Subquery examples

This topic illustrates some of the subqueries you can write.

This topic illustrates some of the subqueries you can write. The examples use the VMart example database.

Single-row subqueries

Single-row subqueries are used with single-row comparison operators (=, >=, <=, <>, and <=>) and return exactly one row.

For example, the following query retrieves the name and hire date of the oldest employee in the Vmart database:

=> SELECT employee_key, employee_first_name, employee_last_name, hire_date
   FROM employee_dimension
   WHERE hire_date = (SELECT MIN(hire_date) FROM employee_dimension);
 employee_key | employee_first_name | employee_last_name | hire_date
--------------+---------------------+--------------------+------------
         2292 | Mary                | Bauer              | 1956-01-11
(1 row)

Multiple-row subqueries

Multiple-row subqueries return multiple records.

For example, the following IN clause subquery returns the names of the employees making the highest salary in each of the six regions:

=> SELECT employee_first_name, employee_last_name, annual_salary, employee_region
    FROM employee_dimension WHERE annual_salary IN
     (SELECT MAX(annual_salary) FROM employee_dimension GROUP BY employee_region)
   ORDER BY annual_salary DESC;
 employee_first_name | employee_last_name | annual_salary |  employee_region
---------------------+--------------------+---------------+-------------------
 Alexandra           | Sanchez            |        992363 | West
 Mark                | Vogel              |        983634 | South
 Tiffany             | Vu                 |        977716 | SouthWest
 Barbara             | Lewis              |        957949 | MidWest
 Sally               | Gauthier           |        927335 | East
 Wendy               | Nielson            |        777037 | NorthWest
(6 rows)

Multicolumn subqueries

Multicolumn subqueries return one or more columns. Sometimes a subquery's result set is evaluated in the containing query in column-to-column and row-to-row comparisons.

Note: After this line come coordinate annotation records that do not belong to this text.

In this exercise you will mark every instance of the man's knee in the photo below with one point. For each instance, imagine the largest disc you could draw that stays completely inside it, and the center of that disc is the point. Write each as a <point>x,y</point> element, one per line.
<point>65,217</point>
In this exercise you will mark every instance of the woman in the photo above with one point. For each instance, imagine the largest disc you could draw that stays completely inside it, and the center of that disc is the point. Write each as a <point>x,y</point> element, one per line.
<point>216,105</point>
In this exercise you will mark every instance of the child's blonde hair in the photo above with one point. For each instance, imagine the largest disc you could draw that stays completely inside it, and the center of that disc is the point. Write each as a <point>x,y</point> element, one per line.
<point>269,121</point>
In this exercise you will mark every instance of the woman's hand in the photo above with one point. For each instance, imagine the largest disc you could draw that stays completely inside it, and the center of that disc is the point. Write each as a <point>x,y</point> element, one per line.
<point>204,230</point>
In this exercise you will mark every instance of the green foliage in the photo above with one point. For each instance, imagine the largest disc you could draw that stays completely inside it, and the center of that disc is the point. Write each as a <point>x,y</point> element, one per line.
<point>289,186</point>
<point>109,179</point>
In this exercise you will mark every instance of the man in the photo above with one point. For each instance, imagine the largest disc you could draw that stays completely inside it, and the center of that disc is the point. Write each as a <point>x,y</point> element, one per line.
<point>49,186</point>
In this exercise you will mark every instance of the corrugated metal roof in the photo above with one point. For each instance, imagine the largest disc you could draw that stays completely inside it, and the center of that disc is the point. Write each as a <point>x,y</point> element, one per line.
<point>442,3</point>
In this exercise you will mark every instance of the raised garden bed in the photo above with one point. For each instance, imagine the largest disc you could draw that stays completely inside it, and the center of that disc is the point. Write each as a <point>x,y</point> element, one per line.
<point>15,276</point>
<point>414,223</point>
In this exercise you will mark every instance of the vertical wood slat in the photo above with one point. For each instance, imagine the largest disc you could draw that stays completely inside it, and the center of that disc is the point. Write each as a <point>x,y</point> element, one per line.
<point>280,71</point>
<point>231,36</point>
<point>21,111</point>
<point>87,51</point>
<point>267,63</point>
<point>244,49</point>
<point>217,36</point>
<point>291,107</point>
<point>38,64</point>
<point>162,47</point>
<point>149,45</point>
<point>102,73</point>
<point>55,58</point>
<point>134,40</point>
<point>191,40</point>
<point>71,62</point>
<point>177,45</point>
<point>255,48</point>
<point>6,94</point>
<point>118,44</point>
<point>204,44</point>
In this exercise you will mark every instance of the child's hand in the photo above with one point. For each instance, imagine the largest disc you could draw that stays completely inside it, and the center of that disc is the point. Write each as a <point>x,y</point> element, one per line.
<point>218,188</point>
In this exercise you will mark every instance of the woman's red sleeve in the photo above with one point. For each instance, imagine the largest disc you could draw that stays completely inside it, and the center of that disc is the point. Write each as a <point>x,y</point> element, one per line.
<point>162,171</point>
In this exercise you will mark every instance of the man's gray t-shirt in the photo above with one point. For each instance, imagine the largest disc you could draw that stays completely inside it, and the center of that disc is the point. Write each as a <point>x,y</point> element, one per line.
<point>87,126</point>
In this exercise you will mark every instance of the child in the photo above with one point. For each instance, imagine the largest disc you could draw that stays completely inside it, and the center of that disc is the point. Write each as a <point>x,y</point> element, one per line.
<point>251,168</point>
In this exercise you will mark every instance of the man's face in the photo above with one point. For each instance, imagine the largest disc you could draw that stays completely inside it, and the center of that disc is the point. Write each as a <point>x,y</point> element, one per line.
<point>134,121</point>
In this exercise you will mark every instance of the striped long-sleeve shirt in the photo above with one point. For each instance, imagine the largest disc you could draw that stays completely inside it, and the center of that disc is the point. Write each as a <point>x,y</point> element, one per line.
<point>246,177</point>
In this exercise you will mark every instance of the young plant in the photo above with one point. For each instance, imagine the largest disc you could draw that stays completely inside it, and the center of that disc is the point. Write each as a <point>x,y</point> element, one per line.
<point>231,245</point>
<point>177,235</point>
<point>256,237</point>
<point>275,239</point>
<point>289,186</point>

You can substitute some multicolumn subqueries with a join, with the reverse being true as well. For example, the following two queries ask for the sales transactions of all products sold online to customers located in Massachusetts and return the same result set. The only difference is the first query is written as a join and the second is written as a subquery.

Join query: Subquery:
=> SELECT *
   FROM online_sales.online_sales_fact
   INNER JOIN public.customer_dimension
   USING (customer_key)
   WHERE customer_state = 'MA';
=> SELECT *
   FROM online_sales.online_sales_fact
   WHERE customer_key IN
     (SELECT customer_key
      FROM public.customer_dimension
      WHERE customer_state = 'MA');

The following query returns all employees in each region whose salary is above the average:

=> SELECT e.employee_first_name, e.employee_last_name, e.annual_salary,
      e.employee_region, s.average
   FROM employee_dimension e,
     (SELECT employee_region, AVG(annual_salary) AS average
      FROM employee_dimension GROUP BY employee_region) AS s
   WHERE  e.employee_region = s.employee_region AND e.annual_salary > s.average
   ORDER BY annual_salary DESC;
 employee_first_name | employee_last_name | annual_salary | employee_region |     average
---------------------+--------------------+---------------+-----------------+------------------
 Doug                | Overstreet         |        995533 | East            |  61192.786013986
 Matt                | Gauthier           |        988807 | South           | 57337.8638902996
 Lauren              | Nguyen             |        968625 | West            | 56848.4274914089
 Jack                | Campbell           |        963914 | West            | 56848.4274914089
 William             | Martin             |        943477 | NorthWest       | 58928.2276119403
 Luigi               | Campbell           |        939255 | MidWest         | 59614.9170454545
 Sarah               | Brown              |        901619 | South           | 57337.8638902996
 Craig               | Goldberg           |        895836 | East            |  61192.786013986
 Sam                 | Vu                 |        889841 | MidWest         | 59614.9170454545
 Luigi               | Sanchez            |        885078 | MidWest         | 59614.9170454545
 Michael             | Weaver             |        882685 | South           | 57337.8638902996
 Doug                | Pavlov             |        881443 | SouthWest       | 57187.2510548523
 Ruth                | McNulty            |        874897 | East            |  61192.786013986
 Luigi               | Dobisz             |        868213 | West            | 56848.4274914089
 Laura               | Lang               |        865829 | East            |  61192.786013986
 ...

You can also use the EXCEPT, INTERSECT, and UNION [ALL] keywords in FROM, WHERE, and HAVING clauses.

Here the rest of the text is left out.